In der Impf-Debatte werden Barrikaden errichtet, keine Hürden abgebaut

Stattdessen Schweigen darüber – und in Berlin ein zähes Ringen der Beschäftigten mit den Geschäftsführungen der Landeskliniken um dringend nötige Entlastung, begleitet von scheinheiligen Einlassungen politisch Verantwortlicher. Auf Bundesebene beklagten Gesundheitsökonomen unverdrossen einen Überfluss in der stationären Versorgung, wurden im Hintergrund weiter Kliniken geschlossen – und werden es noch.

Wieder deckt das Coronavirus eine Fehlentwicklung auf: Die Gesellschaft verlernt, Probleme bis zu ihrem Ursprung zurückzuverfolgen. Sie ergeht sich in erregten öffentlichen Debatten über Details, streitet über Randaspekte. Die Folge ist ein kommunikatives Desaster, das Teile der Bevölkerung in die Verunsicherung treibt. Lediglich ein Viertel derjenigen, die bisher eine Schutzimpfung gegen Covid-19 ablehnten, sind laut Schätzungen fest entschlossen, dies auch weiterhin zu tun. Die übrigen 75 Prozent bleiben hinter einer Barriere zurück, sozial, sprachlich, kulturell, jedenfalls informationell. Eine Hürde, die niemand für sie abräumt. Das Gegenteil ist der Fall: Im öffentlichen Diskurs werden Barrikaden errichtet. Auf der einen Seite die Geimpften, die Guten, auf der anderen die Ungeimpften, das Übel. Sie werden als das Kernproblem benannt, als verirrte Seelen, verwirrte Geister, die zu disziplinieren seien: ausgesperrt, eingesperrt, ob mit 2G beim Friseur oder einem Lockdown Wiener Art.

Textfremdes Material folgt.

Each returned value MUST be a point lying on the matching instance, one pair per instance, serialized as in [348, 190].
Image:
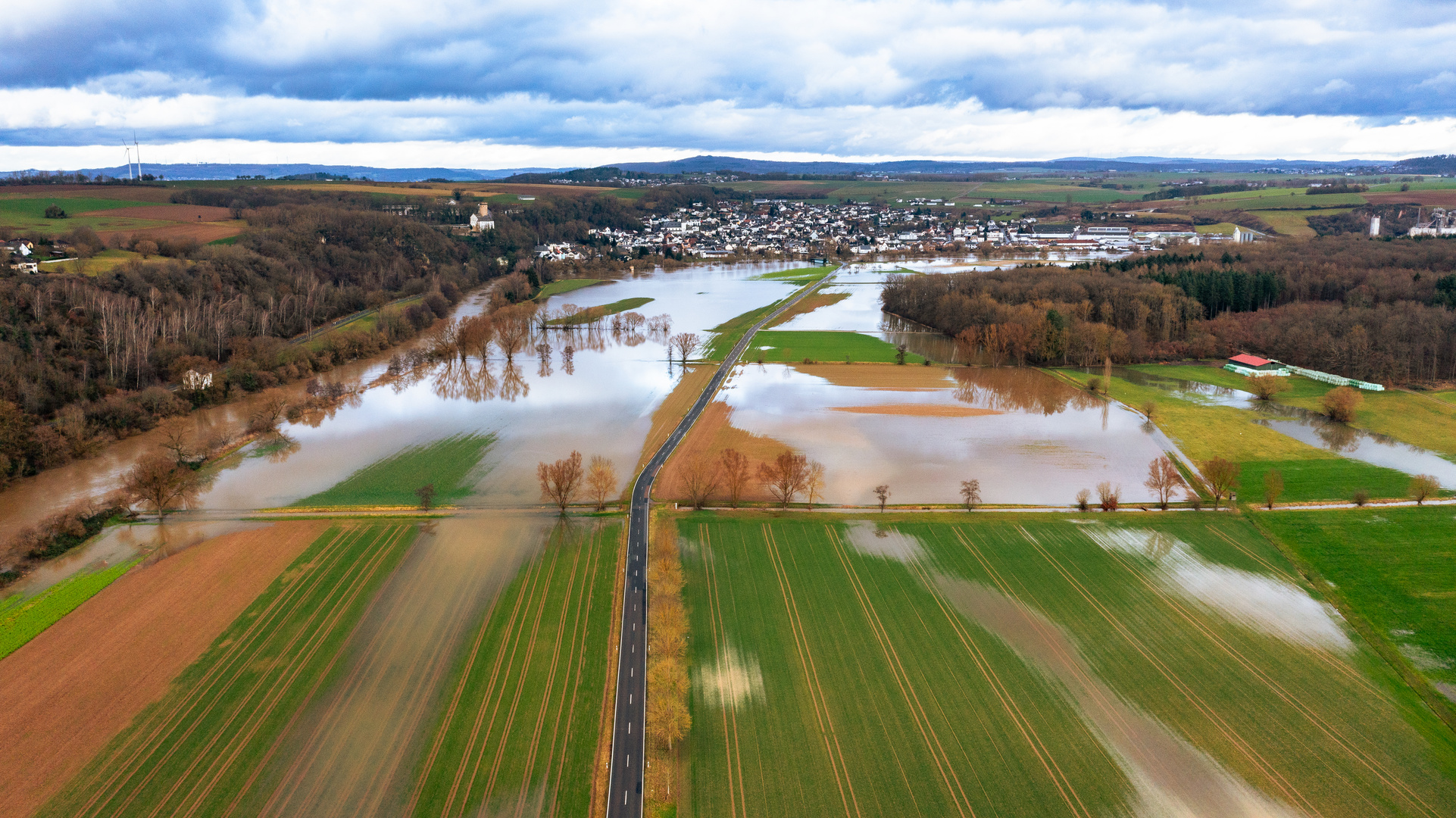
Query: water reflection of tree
[1018, 390]
[513, 383]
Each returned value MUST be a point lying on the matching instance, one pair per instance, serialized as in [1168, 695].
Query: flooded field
[1308, 427]
[1024, 436]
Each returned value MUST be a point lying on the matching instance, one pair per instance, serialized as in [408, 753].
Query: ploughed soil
[167, 213]
[77, 685]
[917, 409]
[708, 439]
[203, 230]
[881, 376]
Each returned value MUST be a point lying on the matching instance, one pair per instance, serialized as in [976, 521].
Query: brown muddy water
[1040, 445]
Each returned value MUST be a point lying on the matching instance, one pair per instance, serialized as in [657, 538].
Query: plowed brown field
[167, 213]
[79, 683]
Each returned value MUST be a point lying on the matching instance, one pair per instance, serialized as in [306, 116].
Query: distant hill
[227, 170]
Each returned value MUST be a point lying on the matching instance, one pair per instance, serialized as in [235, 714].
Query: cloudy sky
[480, 83]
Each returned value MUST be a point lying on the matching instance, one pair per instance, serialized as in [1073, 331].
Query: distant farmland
[1007, 666]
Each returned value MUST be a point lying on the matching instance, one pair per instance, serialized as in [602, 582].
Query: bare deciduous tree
[159, 482]
[1273, 486]
[971, 492]
[1108, 495]
[1162, 479]
[601, 481]
[883, 492]
[560, 479]
[1423, 486]
[783, 476]
[685, 342]
[1222, 478]
[699, 479]
[733, 464]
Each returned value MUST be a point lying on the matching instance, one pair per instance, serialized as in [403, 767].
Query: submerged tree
[883, 492]
[159, 482]
[971, 492]
[1162, 479]
[733, 464]
[601, 481]
[561, 479]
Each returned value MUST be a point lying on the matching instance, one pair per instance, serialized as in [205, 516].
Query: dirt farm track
[80, 682]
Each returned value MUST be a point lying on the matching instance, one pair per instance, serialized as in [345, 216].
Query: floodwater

Das Phänomen tritt flächendeckend auf, nicht nur in Nischen der sozialen Netzwerke. In einer als links eingestuften Tageszeitung sah dieser Tage ein österreichischer Kolumnist den Lockdown für Ungeimpfte in seiner Heimat als nachvollziehbare Konsequenz an. Ein Dialog sei sinnlos, Argumentieren nicht mehr nötig. Pauschal wird eine elementare demokratische Spielregel außer Kraft gesetzt.

Druck aber erzeugt Gegendruck. Die Konsequenz daraus lässt nichts Gutes ahnen für eine Zeit nach der Corona-Krise, wann immer sie anbrechen mag. Gruselig ist die Vorstellung, in Deutschland könnte wieder dieser Ruf konsensfähig werden: Weg mit ihnen!